Bacteria played a key role in the early stages of antitumor immunotherapy with the use of Coley's toxin [4], a therapeutic modality that was substituted by the advent of radiotherapy and chemotherapy. However, the use of the attenuated strain of Mycobacterium bovis, BCG, in the treatment of patients with superficial transitional cell bladder cancer is an active option to this day [9]. This review has described in detail the use of live attenuated Salmonella enterica as the immunotherapeutic bacterial vector par excellence, in cancer treatment.
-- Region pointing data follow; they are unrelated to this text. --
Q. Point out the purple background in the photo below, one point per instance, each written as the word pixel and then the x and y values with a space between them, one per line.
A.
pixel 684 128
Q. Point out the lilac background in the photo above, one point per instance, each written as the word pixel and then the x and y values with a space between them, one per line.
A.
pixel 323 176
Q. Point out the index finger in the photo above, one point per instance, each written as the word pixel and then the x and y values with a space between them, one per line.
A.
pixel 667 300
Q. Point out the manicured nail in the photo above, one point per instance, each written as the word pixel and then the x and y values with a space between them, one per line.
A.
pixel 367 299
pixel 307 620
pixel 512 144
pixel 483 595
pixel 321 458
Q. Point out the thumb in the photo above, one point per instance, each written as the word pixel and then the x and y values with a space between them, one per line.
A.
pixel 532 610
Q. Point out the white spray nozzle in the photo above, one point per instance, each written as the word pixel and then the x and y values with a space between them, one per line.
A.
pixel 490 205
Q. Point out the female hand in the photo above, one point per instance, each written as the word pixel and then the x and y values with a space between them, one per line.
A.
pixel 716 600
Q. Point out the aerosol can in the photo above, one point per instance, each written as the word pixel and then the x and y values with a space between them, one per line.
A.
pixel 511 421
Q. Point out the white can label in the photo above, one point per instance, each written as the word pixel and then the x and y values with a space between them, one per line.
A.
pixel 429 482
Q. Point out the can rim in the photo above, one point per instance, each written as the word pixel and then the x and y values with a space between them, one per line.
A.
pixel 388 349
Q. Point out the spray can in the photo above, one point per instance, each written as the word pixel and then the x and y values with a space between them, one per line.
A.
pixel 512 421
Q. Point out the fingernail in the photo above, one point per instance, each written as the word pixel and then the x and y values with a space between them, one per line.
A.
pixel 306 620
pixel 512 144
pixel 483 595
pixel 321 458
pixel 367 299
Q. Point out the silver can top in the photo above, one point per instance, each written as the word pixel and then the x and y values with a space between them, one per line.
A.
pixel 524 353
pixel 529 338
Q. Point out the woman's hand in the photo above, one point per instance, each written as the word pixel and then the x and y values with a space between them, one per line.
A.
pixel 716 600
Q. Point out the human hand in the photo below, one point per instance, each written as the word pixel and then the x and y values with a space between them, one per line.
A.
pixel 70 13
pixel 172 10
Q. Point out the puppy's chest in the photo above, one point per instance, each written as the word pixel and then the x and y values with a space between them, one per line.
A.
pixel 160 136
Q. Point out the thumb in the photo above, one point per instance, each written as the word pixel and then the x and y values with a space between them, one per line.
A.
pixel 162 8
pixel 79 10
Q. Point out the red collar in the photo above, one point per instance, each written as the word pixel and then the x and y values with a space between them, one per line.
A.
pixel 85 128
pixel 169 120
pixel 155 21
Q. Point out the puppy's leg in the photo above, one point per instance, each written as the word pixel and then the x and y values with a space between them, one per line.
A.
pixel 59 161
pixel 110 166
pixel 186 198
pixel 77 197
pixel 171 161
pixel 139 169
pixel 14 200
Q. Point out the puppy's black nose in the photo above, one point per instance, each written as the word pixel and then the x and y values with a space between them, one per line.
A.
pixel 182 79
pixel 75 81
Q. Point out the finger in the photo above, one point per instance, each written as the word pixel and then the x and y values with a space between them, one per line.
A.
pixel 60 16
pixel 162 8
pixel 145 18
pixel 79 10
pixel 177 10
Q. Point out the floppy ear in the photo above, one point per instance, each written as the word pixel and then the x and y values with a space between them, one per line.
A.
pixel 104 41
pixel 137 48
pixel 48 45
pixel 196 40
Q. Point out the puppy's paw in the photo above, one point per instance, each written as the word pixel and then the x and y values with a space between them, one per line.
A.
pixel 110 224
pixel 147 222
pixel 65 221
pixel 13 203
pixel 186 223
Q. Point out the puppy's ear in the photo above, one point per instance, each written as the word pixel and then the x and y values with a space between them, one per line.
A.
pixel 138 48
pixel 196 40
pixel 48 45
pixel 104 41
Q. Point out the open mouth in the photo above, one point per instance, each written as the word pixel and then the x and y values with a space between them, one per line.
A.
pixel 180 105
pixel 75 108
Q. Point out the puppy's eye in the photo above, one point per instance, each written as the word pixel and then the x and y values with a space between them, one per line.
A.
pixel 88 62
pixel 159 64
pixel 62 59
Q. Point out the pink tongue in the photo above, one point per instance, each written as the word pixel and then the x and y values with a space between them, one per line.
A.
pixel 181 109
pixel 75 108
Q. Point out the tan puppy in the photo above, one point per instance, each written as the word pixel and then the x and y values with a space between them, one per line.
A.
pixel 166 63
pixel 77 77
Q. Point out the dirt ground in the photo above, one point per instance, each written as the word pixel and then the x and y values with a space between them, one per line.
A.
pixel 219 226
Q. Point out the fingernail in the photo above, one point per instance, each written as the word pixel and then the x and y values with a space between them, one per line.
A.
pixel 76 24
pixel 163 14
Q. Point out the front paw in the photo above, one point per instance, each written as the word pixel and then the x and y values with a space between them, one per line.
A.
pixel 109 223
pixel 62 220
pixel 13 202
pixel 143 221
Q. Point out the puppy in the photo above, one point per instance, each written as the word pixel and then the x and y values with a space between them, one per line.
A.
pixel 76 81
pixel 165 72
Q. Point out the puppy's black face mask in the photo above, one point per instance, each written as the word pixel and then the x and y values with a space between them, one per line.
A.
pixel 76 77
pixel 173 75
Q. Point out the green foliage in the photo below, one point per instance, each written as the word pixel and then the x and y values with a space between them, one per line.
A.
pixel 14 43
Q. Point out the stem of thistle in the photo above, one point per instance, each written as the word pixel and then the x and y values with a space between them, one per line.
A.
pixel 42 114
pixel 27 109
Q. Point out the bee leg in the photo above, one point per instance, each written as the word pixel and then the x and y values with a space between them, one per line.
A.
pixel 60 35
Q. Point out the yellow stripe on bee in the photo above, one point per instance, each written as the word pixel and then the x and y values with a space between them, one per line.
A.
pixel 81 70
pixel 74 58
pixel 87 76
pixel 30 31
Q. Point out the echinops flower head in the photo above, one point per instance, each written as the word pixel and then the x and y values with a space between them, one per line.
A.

This bacterium fulfills all the characteristics required by a live attenuated bacterial vector to act as an immunotherapeutic agent [129]: (a) its biology must be fully known, including its facultative anaerobe property [96], which facilitates its selectivity for the tumor microenvironment and its intrinsic oncolytic activity; (b) for decades, it has been described as a bacterial vector with vaccine purposes due to its high affinity for professional antigen-presenting cells, favoring immunotherapeutic activity in the induction of the innate and adaptive antitumor immune responses [16, 17]; (c) there are biologically safe attenuated strains for immunotherapeutic use in humans [71, 127, 128]; and (d) its capacity as a delivery system of immunomodulating molecules [33, 115, 116] and TAA/TSA [53, 105, 109] has been proven to facilitate antitumoral immunotherapeutic activity.

Finally, based on the above mentioned studies, we can conclude that Salmonella enterica may be currently considered a live attenuated bacterial vector with great potential in the field of cancer immunotherapy.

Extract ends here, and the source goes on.